I'm trying to debug a very simple xmlrpc client/server. The server is running locally on a MacOS running sonoma. Here's the server code for it:
from xmlrpc.server import SimpleXMLRPCServer
def endpoint():
import time
time.sleep(0.02)
with SimpleXMLRPCServer(("0.0.0.0", 8886), allow_none=True) as server:
server.register_function(endpoint)
server.serve_forever()
The client is running within a docker container with image Ubuntu:22.04 on the same host as the server (same behaviour was noted using python:3.9 image.)
import xmlrpc.client
import cProfile
SERVER_PORT = 8886
SERVER_IP="<IP>"
transp = xmlrpc.client.Transport()
transp.timeout = 1
proxy = xmlrpc.client.ServerProxy(f"http://{SERVER_IP}:{SERVER_PORT}/", allow_none=True, transport=transp)
def read(proxy):
import time
times_stuck = []
deadline = time.monotonic() + 60 * 15
while(time.monotonic() < deadline):
profiler = cProfile.Profile()
s_time = time.monotonic()
profiler.enable()
proxy.endpoint()
profiler.disable()
e_time = time.monotonic()
print("[STUCK: {}] [{:.2f}s] endpoint".format(len(times_stuck) ,e_time-s_time))
if e_time - s_time > 1.0:
print("\n>> GOT STUCK: {:.2f}s\n".format(e_time - s_time))
profiler.print_stats(sort='cumulative')
times_stuck.append(e_time - s_time)
time.sleep(0.5)
return times_stuck
If I run the exact same code using a regular virtual environment I cannot reproduce the code getting stuck
The profiler shows an unusual long waiting period on socket connect
[STUCK: 5] [0.03s] endpoint
[STUCK: 5] [64.32s] endpoint
>> GOT STUCK: 64.32s
450 function calls in 64.316 seconds
Ordered by: cumulative time
ncalls tottime percall cumtime percall filename:lineno(function)
1 0.000 0.000 64.316 64.316 client.py:1111(__call__)
1 0.000 0.000 64.316 64.316 client.py:1442(__request)
1 0.000 0.000 64.316 64.316 client.py:1150(request)
1 0.000 0.000 64.316 64.316 client.py:1163(single_request)
1 0.000 0.000 64.289 64.289 client.py:1266(send_request)
1 0.000 0.000 64.289 64.289 client.py:1300(send_content)
1 0.000 0.000 64.289 64.289 client.py:1265(endheaders)
1 0.000 0.000 64.289 64.289 client.py:1027(_send_output)
2 0.000 0.000 64.289 32.144 client.py:968(send)
1 0.000 0.000 64.289 64.289 client.py:945(connect)

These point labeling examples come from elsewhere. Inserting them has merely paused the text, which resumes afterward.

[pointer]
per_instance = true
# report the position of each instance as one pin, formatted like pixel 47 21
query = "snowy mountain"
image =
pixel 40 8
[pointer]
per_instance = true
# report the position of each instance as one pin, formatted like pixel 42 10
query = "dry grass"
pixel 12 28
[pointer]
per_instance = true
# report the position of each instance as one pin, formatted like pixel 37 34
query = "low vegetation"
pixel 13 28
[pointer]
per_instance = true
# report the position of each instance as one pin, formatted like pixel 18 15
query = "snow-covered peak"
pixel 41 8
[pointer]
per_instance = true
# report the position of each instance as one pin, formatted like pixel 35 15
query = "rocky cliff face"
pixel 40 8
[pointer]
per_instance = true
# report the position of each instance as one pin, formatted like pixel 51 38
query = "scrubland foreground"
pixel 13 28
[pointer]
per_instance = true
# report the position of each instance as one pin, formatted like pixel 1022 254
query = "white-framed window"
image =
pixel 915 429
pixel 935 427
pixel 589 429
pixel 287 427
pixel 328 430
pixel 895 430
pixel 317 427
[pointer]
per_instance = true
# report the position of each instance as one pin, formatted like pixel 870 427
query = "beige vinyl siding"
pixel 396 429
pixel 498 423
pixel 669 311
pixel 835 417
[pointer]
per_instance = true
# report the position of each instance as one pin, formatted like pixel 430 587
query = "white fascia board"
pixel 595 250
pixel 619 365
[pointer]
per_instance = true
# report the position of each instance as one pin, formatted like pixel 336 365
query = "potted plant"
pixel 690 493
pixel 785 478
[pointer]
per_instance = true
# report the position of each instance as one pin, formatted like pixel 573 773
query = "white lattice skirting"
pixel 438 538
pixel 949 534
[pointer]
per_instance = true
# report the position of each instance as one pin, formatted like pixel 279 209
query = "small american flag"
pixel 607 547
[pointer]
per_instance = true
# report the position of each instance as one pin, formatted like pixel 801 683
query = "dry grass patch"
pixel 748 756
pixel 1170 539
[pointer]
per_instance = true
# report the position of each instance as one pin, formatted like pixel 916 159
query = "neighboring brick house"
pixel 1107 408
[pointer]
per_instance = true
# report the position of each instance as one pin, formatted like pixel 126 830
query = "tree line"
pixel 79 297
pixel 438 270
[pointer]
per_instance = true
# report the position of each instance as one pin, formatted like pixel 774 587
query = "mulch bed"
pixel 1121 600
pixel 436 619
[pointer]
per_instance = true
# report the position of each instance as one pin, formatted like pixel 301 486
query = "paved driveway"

1 0.000 0.000 64.289 64.289 socket.py:691(create_connection)
1 64.289 64.289 64.289 64.289 {method 'connect' of '_socket.socket' objects}
1 0.000 0.000 0.027 0.027 client.py:1329(getresponse)
1 0.000 0.000 0.027 0.027 client.py:312(begin)
1 0.000 0.000 0.026 0.026 client.py:279(_read_status)
I noticed that sometimes it get's stuck for over 60 seconds, sometimes 30 and other times 15 seconds
the fin_timeout in the container is the default one, and is set to net.ipv4.tcp_fin_timeout=60, so I think something is causing it to hit this timeout.
Tried updating the docker engine, but no luck. Also tried starting the container with different networking modes, but still nothing.
Anyone has any ideas as to what might be causing this?